No conviene por nadie olvidar que cuando a una nación, como la vasca, se la impide elegir su más visible y supremo signo identificador, la bandera, ésta, en lugar de símbolo de concordia se transforma en rechazada imposición de metrópoli.
Evarist Olcina y Patxi Ventura
La vinculación de la bandera de la Cruz de San Andres, también conocida como Cruz de Borgoña, con el Carlismo es relativamente reciente, es de 1934. Por lo que difícilmente los euskaldunes se puedieron levantar en 1833 con dicho estandarte
Posiblemente el amable puntualizador ha leido demasiado superficialmente el articulo. En él se dice que en cada lugar se levantó quien quieso con la enseña que deseó; que en buena parte de las poblaciones vascas era, con diversos aditamentos o fondos, la bandera con unas aspas, y que incluso se utilizaria la blanca con las aspas incluyendo algun escudo municipal o de mas amplio territorio por el incipiente Real Ejercito de Carlos V, llamandose a esas banderas «coronelas».

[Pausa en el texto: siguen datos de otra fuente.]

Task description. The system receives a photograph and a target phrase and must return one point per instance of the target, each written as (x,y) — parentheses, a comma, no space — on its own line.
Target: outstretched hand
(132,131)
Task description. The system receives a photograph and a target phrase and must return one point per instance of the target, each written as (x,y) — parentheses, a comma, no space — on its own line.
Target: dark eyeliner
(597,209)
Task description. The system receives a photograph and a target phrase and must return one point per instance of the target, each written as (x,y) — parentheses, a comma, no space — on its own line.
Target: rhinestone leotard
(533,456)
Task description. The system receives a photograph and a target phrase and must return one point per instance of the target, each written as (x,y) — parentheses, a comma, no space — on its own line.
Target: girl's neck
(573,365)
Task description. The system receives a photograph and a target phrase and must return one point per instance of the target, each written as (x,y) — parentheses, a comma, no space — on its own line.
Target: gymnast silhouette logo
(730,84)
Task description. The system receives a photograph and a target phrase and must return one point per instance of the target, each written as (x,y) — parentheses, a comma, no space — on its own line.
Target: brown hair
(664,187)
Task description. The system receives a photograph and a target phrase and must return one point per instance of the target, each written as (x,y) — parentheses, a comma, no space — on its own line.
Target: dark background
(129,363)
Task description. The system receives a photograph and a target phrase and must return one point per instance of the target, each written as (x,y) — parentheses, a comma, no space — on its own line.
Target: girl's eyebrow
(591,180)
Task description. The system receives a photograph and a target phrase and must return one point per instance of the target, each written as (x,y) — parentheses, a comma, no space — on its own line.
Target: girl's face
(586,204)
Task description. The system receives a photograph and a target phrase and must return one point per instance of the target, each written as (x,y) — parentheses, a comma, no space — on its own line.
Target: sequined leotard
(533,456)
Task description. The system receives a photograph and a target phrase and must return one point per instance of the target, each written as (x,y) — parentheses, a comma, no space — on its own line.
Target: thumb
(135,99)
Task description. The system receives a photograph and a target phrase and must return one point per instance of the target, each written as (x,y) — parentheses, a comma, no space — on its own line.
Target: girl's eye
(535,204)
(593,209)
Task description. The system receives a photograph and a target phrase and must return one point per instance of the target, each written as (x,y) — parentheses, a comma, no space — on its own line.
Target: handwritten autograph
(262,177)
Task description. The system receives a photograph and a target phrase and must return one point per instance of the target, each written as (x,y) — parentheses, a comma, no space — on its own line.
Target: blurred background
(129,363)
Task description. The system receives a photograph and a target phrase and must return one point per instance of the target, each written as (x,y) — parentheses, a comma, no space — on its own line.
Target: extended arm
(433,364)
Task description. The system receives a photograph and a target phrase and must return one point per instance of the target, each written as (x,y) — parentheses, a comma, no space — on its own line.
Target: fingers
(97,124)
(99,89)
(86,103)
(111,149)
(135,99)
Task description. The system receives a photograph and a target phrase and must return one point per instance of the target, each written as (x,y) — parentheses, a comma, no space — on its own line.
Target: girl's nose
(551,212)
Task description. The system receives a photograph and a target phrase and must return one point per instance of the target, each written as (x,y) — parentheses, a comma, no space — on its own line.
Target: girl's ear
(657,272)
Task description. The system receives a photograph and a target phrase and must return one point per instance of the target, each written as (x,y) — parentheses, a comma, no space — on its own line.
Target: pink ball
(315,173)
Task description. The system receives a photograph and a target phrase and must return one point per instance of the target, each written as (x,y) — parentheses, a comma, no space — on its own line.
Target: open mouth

A ningún carlista se le escapa saber que nuestra enseña es la bandera de las Viejas Españas, las circunstancias y los usos son los que corresponden al igual que una lengua que se transforma.
Es el caso histórico en que los Comuneros y la idea que representaban primeramente y más tarde los primeros Carlistas en 1833 fueron masacrados por las armas imperiales bajo los estandartes de San Andrés, mientras que nuestras banderas, tanto las de los Comuneros como las carlistas en esas épocas eran pendones y estandartes de fondo en un solo color con referencias a Don Carlos a la Religión y a la Patria.

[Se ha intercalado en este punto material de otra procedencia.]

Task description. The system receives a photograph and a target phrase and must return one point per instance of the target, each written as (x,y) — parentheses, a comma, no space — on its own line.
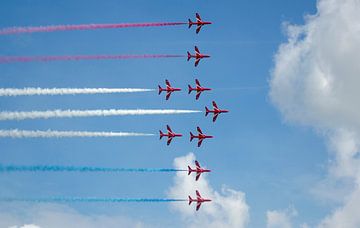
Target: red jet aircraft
(216,111)
(199,23)
(199,200)
(198,170)
(199,89)
(170,135)
(168,89)
(201,136)
(197,56)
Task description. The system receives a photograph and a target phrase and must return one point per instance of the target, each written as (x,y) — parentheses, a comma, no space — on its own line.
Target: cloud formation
(59,216)
(228,208)
(315,82)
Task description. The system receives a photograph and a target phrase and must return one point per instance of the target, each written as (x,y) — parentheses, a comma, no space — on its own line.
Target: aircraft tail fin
(189,56)
(191,136)
(206,111)
(190,88)
(190,200)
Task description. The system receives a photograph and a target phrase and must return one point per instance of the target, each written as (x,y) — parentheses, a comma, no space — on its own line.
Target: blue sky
(253,151)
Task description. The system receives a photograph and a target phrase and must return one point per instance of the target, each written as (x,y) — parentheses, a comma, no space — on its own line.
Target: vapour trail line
(15,133)
(89,200)
(53,28)
(10,59)
(30,91)
(59,168)
(88,113)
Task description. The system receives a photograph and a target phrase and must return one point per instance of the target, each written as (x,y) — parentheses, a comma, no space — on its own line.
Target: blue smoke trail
(87,200)
(54,168)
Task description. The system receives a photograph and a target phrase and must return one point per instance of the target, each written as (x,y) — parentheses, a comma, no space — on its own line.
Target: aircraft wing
(215,105)
(197,176)
(197,50)
(168,95)
(199,142)
(198,18)
(169,141)
(198,29)
(197,62)
(197,164)
(198,194)
(198,95)
(167,83)
(197,83)
(198,205)
(169,129)
(215,117)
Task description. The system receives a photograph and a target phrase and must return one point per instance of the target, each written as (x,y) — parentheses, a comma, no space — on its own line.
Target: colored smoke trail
(55,168)
(66,91)
(87,200)
(10,59)
(62,134)
(53,28)
(88,113)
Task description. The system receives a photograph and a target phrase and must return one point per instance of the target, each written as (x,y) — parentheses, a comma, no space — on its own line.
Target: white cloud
(280,219)
(316,82)
(59,216)
(227,209)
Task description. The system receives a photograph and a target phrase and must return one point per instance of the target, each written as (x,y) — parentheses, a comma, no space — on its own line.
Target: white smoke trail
(15,133)
(66,91)
(86,113)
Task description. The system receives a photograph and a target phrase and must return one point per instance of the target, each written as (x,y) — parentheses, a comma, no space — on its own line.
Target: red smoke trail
(9,59)
(52,28)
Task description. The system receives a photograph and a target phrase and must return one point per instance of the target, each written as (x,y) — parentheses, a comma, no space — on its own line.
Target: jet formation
(169,89)
(198,170)
(199,200)
(199,23)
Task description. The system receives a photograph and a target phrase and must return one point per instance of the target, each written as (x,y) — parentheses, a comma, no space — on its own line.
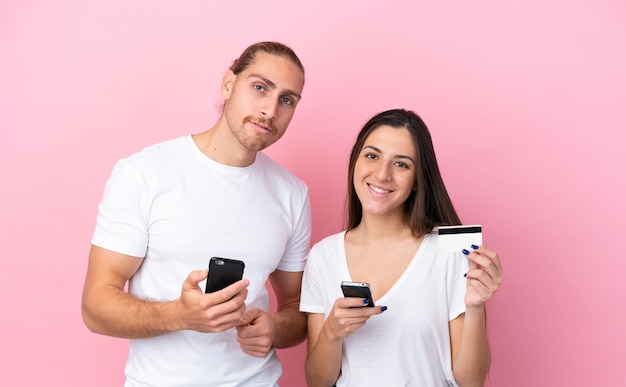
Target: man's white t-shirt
(178,208)
(409,343)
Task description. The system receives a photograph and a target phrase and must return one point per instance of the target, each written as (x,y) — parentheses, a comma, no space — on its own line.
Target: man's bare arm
(107,309)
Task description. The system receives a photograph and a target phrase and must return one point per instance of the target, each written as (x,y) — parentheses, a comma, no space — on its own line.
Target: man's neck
(220,145)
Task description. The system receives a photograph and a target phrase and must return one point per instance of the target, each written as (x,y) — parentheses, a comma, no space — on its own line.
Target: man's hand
(212,312)
(255,332)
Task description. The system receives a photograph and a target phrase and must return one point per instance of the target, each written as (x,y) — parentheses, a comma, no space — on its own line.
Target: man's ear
(228,82)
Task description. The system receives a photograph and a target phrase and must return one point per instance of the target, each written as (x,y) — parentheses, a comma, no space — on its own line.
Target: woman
(433,333)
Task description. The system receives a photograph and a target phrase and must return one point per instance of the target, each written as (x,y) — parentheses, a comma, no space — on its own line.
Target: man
(171,207)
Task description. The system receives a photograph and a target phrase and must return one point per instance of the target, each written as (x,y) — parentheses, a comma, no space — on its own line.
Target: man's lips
(260,123)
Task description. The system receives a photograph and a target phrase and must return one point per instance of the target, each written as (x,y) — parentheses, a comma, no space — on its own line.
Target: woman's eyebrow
(372,147)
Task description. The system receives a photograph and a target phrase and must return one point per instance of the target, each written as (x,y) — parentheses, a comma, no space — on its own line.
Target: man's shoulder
(278,171)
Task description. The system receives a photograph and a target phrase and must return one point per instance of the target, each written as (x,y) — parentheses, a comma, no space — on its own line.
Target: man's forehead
(278,71)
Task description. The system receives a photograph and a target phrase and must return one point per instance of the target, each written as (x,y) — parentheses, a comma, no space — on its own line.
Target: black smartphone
(358,289)
(223,272)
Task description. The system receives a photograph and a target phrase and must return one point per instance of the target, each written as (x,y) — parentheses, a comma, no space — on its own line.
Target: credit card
(457,238)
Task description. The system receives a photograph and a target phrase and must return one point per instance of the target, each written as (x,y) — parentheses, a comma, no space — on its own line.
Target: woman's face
(384,173)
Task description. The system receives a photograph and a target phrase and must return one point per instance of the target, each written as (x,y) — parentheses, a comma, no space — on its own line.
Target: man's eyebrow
(273,85)
(395,156)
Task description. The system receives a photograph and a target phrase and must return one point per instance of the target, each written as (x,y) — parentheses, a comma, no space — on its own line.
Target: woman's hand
(484,276)
(348,315)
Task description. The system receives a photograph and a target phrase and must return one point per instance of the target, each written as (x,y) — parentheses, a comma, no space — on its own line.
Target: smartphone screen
(357,289)
(223,272)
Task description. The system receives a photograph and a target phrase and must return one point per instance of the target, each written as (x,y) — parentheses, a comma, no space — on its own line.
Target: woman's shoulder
(330,244)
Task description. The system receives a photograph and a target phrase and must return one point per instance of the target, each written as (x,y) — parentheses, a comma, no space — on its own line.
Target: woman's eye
(287,100)
(402,165)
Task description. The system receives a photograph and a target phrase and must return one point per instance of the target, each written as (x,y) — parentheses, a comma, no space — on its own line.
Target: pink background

Ejemplos de mutabilidad en el transcurso de los años como es el caso de la bandera ligada a la Corona de Aragón, como ha pasado a ser del Estado Catalán (según los EEUU)… …como quiera que los reyes de Aragón están obligados a recibir la unción en la ciudad de Zaragoza, que es la cabeza del Reino de Aragón… no teniendo relación con la Casa Condal de Barcelona cuando, sería más lógico hubiera sido la cruz de San Jorge ya que La Generalidad adoptó la bandera de la Cruz de San Jorge en 1359 bajo el reinado de Pedro IV por considerar éste a la Cruz de San Jorge como «las antiguas armas de Barcelona».
O como una bandera de un partido que en relativamente pocos años inventada por los hermanos Arana, ha llegado a ser bandera oficial de Euskal Herria…

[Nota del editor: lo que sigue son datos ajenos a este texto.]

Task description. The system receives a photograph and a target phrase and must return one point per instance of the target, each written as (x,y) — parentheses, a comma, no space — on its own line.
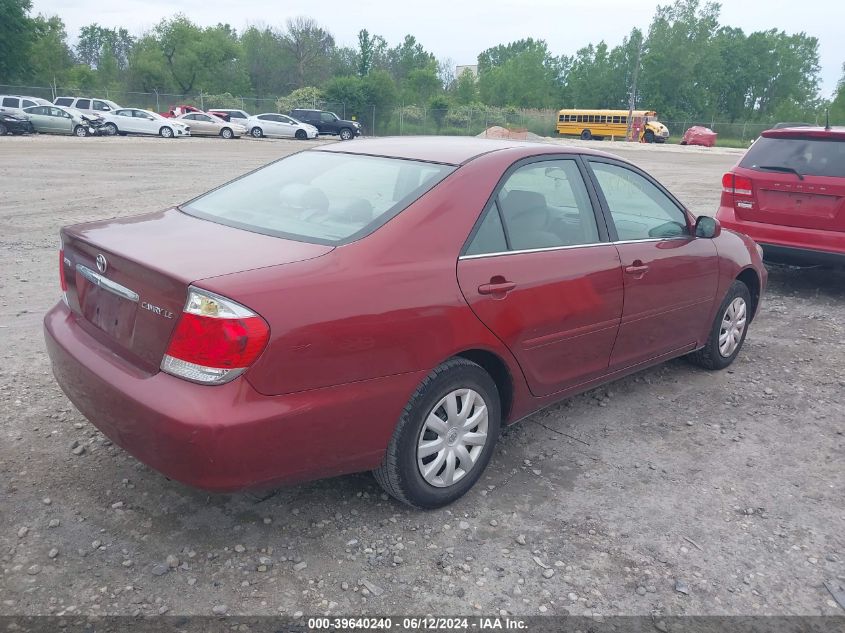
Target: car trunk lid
(127,279)
(791,181)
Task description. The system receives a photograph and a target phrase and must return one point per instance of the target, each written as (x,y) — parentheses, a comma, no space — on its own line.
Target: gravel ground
(674,491)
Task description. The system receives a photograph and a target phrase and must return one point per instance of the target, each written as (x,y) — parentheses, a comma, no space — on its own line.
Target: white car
(272,124)
(135,121)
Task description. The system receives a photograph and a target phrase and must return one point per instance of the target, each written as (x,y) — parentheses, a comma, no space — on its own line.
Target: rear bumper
(226,437)
(787,243)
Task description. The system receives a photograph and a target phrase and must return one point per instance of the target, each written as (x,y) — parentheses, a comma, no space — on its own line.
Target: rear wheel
(445,436)
(727,334)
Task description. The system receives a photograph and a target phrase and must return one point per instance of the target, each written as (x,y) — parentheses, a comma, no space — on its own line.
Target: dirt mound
(519,134)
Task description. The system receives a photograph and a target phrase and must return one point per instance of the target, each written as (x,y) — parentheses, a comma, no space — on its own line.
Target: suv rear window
(810,157)
(319,197)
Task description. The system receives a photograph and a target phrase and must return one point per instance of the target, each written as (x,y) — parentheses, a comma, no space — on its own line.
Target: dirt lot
(675,491)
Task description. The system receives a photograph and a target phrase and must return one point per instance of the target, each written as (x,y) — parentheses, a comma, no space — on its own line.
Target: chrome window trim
(574,246)
(107,284)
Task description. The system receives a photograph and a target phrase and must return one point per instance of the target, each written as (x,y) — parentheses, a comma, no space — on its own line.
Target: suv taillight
(215,340)
(737,185)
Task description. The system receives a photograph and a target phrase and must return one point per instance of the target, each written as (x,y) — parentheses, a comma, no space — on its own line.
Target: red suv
(788,194)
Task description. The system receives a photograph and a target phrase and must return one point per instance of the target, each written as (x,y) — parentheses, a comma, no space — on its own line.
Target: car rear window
(320,197)
(810,157)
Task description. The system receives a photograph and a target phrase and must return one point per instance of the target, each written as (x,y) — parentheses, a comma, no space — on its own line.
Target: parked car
(14,124)
(386,307)
(328,123)
(51,119)
(15,104)
(272,124)
(178,110)
(87,104)
(235,116)
(788,194)
(204,124)
(135,121)
(699,135)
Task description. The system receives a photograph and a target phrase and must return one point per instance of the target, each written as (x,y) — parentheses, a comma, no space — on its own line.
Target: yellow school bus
(599,124)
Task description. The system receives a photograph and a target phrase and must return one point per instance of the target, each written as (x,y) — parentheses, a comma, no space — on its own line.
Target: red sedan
(386,307)
(788,193)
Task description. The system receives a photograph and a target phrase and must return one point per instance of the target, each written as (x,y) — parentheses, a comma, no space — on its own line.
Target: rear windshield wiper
(786,170)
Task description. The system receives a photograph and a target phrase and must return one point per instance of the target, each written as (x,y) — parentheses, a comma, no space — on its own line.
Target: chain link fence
(403,120)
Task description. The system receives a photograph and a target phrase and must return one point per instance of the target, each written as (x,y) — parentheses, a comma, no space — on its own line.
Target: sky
(460,30)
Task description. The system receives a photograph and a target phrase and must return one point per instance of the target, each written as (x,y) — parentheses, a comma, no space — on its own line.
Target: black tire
(710,356)
(399,473)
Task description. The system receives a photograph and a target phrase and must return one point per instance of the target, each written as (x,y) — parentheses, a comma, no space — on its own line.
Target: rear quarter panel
(387,304)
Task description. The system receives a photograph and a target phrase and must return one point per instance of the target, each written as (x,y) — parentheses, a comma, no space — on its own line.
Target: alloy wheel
(452,438)
(733,326)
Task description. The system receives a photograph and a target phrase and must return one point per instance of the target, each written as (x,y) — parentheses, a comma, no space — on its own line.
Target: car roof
(451,150)
(835,133)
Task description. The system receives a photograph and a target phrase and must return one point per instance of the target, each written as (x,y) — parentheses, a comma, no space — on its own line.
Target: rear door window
(810,157)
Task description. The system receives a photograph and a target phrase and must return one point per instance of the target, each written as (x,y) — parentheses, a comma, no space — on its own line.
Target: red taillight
(62,279)
(215,339)
(737,185)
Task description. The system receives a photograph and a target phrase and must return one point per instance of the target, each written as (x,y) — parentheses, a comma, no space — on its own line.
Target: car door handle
(637,268)
(494,288)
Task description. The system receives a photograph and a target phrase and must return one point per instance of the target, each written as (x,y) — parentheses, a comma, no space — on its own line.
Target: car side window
(639,209)
(544,204)
(490,236)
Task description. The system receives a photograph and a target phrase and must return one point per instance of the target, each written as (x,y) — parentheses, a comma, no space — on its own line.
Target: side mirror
(707,227)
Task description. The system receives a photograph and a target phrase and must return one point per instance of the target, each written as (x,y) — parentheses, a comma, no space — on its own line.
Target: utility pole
(633,97)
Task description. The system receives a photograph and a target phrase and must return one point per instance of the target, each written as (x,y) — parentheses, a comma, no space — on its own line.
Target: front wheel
(727,334)
(445,436)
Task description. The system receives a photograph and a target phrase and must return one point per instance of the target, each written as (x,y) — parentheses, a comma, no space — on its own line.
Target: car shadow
(807,281)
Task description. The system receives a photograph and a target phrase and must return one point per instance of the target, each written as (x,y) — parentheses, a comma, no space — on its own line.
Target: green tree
(310,48)
(466,88)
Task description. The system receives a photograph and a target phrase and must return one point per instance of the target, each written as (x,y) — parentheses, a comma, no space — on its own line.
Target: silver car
(50,119)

Todas las banderas representan algo noble algo de razón, indagar en las razones por las que Don Carlos VII asumió la bicolor por la que lucharon y murieron tantos carlistas bajo sus órdenes viendo en ella una representación más de sus ideales, solo por esto, por haber sido así merece todo nuestro respeto ya que ellos junto a los carlistas del 36, la hicieron también nuestra.
En relación a la guerra de 1833, Olcina y Ventura confunden las banderas coronelas (con las armas reales y sin aspa) con las batallonas (con el aspa de marras). Eran las enseñas reglamentarias del ejército isabelino, o al menos de la infantería, la artillería y los ingenieros. El uso carlista de la cruz de Borgoña en el s.XIX fue entre anecdótico y nulo. Relacionar la enseña local roncalesa con el carlismo es directamente de guasa. Su explicación del uso carlista de la rojigualda en la guerra de 1872 es como mínimo fantasioso.
Ese noble que arrancó esa placa hizo un acto heroico.
Yo no lo calificaría así, pero bueno…, allá cada cual. Hay maneras…., y maneras de hacer las cosas. Algún juez tendrá algo qué decir al respecto, dentro del marco de la Constitución de 1978, (y de las leyes de ella derivadas), rehén de los dos partidos mayoritarios (expresión del Liberalismo), y luego vendrá la aceptación, o no, de dicha sentencia. Los Carlistas no aceptamos los hechos consumados, sino que somos partidarios de una explicación clara de la situación (causas y consecuencias), de la Historia, de las Leyes y de las decisiones que se toman, todo ello supeditado a lo que «de siempre» se ha conocido como el Bien Común.